3. They are poor in mitochondria but rich in glycolytic enzymes.
4. They have less cross striations more sarcoplasm.
4. They have more cross striations and less sarcoplasm.
5. As they show well developed aerobic metabolism, they are highly resistant to fatigue.
5. As they show anaerobic metabolism, they are quite easily fatigued.
  • Q. 66. Enumerate tortuous arteries in the body
  1. Facial
  2. Occipital
  3. Splenic
  4. Uterine
  5. Nutrient
  • Q. 67. Enumerate the surfaces of the body without hair.
  1. Palms
  2. Soles
  3. Glans penis
  4. Labia minora
  5. Umbilicus
  6. Inner surface of labia majora
  • Q. 68. Name the arteries formed by fusion of other arteries.
  1. Basilar artery – vertebral arteries
  2. Anterior spinal artery – anterior spinal branches of vertebral arteries.
  3. Azygous arteries of vagina – branches of uterine and vaginal arteries.
  • Q. 69. Enumerate hyaline cartilages.
  1. Articular
  2. Thyroid
  3. Cricoid
  4. Tracheal rings
  5. Costal
  6. Nasal
  7. Bronchial
  8. Lower part of arytenoid
  • Q. 70. Enumerate elastic cartilages.
  1. Cartilage of epiglottis
  2. Cartilage of pinna
  3. Corniculate
  4. Cuneiform
  5. Apex of arytenoid
  6. Cartilage of auditory tube
  7. Cartilage of external acoustic meatus.
  • Q. 71. Enumerate fibrocartilages.
  1. Intervertebral disc
  2. Inter-pubic disc
  3. Articular discs of temporomandibular, sternoclavicular, and inferior radioulnar joints
  4. Labrum glenoidale and acetabulare
  5. Mensci of knee joint
  • Q. 72. A skeletal muscle is sometimes referred to as voluntary muscle. However, it is an unsatisfactory term. Explain.
Ans. The skeletal muscle is sometimes referred to as voluntary muscle because the movements in which it participates are often initiated under conscious control. However, this is an unsatisfactory term since it is involved in many movements – breathing, blinking, swallowing and the actions of muscles of the perineum and the middle ear are examples— that are usually or exclusively driven at an unconscious level.
  • Q. 73. What are synergists? Give one example.
Ans. When the prime movers cross more than one joint, the undesired actions at the proximal joints are prevented by certain muscles called as synergists. During making a tight fist the flexor digitorum superficialis and profundus 15flex the fingers. The wrist joint is fixed in slight extension by extensors of wrist. These are called as synergists.
  • Q. 74. Define terms (a) Prime mover (b) Anta-gonist. Give one example of each.
  1. Prime mover—When a muscle is a chief muscle or a member of a chief group of muscles in producing a particular move-ment is called a prime mover. Brachials is a prime mover in the movement of flexion of the elbow joint.
  2. Antagonist—The muscle which opposes the action of the prime mover is called the antagonist. The treeps brachii opposes the action of brachialis in flexing the elbow joint. Antagonist actually help the prime mover by active controlled relaxation due to recprocal innervation.
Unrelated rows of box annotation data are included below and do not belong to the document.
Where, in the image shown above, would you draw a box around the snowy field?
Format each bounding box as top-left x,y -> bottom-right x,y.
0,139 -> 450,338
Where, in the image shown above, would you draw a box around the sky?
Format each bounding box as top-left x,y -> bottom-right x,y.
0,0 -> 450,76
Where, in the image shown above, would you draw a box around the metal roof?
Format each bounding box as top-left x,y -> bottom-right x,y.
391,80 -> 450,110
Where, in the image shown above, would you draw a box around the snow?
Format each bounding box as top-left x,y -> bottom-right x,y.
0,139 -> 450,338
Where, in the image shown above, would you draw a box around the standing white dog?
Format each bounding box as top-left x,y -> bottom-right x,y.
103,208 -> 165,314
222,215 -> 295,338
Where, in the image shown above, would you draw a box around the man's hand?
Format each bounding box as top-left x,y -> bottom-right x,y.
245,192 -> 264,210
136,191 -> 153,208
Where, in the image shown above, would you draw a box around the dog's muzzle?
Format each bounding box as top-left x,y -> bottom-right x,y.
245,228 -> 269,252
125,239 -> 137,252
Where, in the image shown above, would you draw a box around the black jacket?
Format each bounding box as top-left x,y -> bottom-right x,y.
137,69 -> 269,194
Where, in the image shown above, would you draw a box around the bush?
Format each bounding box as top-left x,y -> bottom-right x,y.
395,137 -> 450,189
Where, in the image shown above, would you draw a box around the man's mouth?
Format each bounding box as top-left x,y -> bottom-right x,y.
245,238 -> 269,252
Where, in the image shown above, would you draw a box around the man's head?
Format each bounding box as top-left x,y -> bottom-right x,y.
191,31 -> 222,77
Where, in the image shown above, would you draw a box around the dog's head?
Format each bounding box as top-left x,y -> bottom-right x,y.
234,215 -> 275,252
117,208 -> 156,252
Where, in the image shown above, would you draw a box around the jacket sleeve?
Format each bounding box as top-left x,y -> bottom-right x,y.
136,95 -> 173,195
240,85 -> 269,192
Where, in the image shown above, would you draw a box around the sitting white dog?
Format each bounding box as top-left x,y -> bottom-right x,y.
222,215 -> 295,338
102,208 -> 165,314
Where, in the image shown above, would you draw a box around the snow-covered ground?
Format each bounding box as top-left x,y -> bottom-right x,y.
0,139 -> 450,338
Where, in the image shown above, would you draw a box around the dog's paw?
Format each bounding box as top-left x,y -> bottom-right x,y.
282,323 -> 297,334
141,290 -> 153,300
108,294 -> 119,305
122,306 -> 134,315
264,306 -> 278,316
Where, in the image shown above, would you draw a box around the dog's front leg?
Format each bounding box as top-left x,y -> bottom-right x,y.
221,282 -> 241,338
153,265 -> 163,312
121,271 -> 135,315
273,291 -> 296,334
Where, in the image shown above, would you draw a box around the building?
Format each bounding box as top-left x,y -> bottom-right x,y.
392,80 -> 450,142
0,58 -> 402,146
  • Q. 75. Mention the factors maintaining stability of joints.
  1. Bony configuration
  2. Ligaments
  3. Tone of the muscles
  4. Atmospheric pressure
  • Q. 76. Mention functions of articular discs.
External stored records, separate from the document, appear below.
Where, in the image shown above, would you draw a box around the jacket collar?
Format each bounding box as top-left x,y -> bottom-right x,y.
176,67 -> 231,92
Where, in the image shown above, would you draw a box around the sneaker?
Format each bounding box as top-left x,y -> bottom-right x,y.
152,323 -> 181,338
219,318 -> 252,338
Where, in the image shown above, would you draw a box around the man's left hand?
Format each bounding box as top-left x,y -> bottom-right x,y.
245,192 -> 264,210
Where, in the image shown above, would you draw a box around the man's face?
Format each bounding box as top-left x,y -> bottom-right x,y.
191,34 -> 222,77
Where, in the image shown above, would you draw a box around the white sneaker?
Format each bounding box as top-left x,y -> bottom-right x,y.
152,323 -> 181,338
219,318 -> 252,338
  1. Divide the joint cavity
  2. Lubrication
  3. Prevent wear and tear of the articular cartilage
  4. The upper compartment shows gliding movement and lower compartment shows angular movements.
  • Q. 77. Why the shaft of a long bone is hollow?
Ans. The hollow shaft of the long bone confers high strength in bending, minimizes bone mass and increases the speed of the movement.
  • Q. 78. Name the skeletal muscles with no bony attachments.
Ans. Frontalis, bulbospongiosus, risorius, palmaris brevis, intrinsic muscles of the tongue, subcutaneous part of external anal sphincter.
  • Q. 79. Name unpaired muscles in the body.
Ans. Diaphragm, trachealis, posterior cricoarytenoid, external urethral sphincter, internal anal sphincter.
  • Q. 80. Name elastic ligaments in the body.
Ans. Ligamentum nuchae, ligamentum flavam, spring ligament.
  • Q. 81. Name commonly ruptured tendons in the body.
Ans. Tendon of quadriceps femoris, tendocalcaneus, biceps brachii, supraspinatus, external pollicius longus.
  • Q. 82. Name the prevertebral muscles.
Ans. Longus capitis, longus colli, scalenus anterior, medius and posterior, psoas major, quadratus lumborum, piriformis.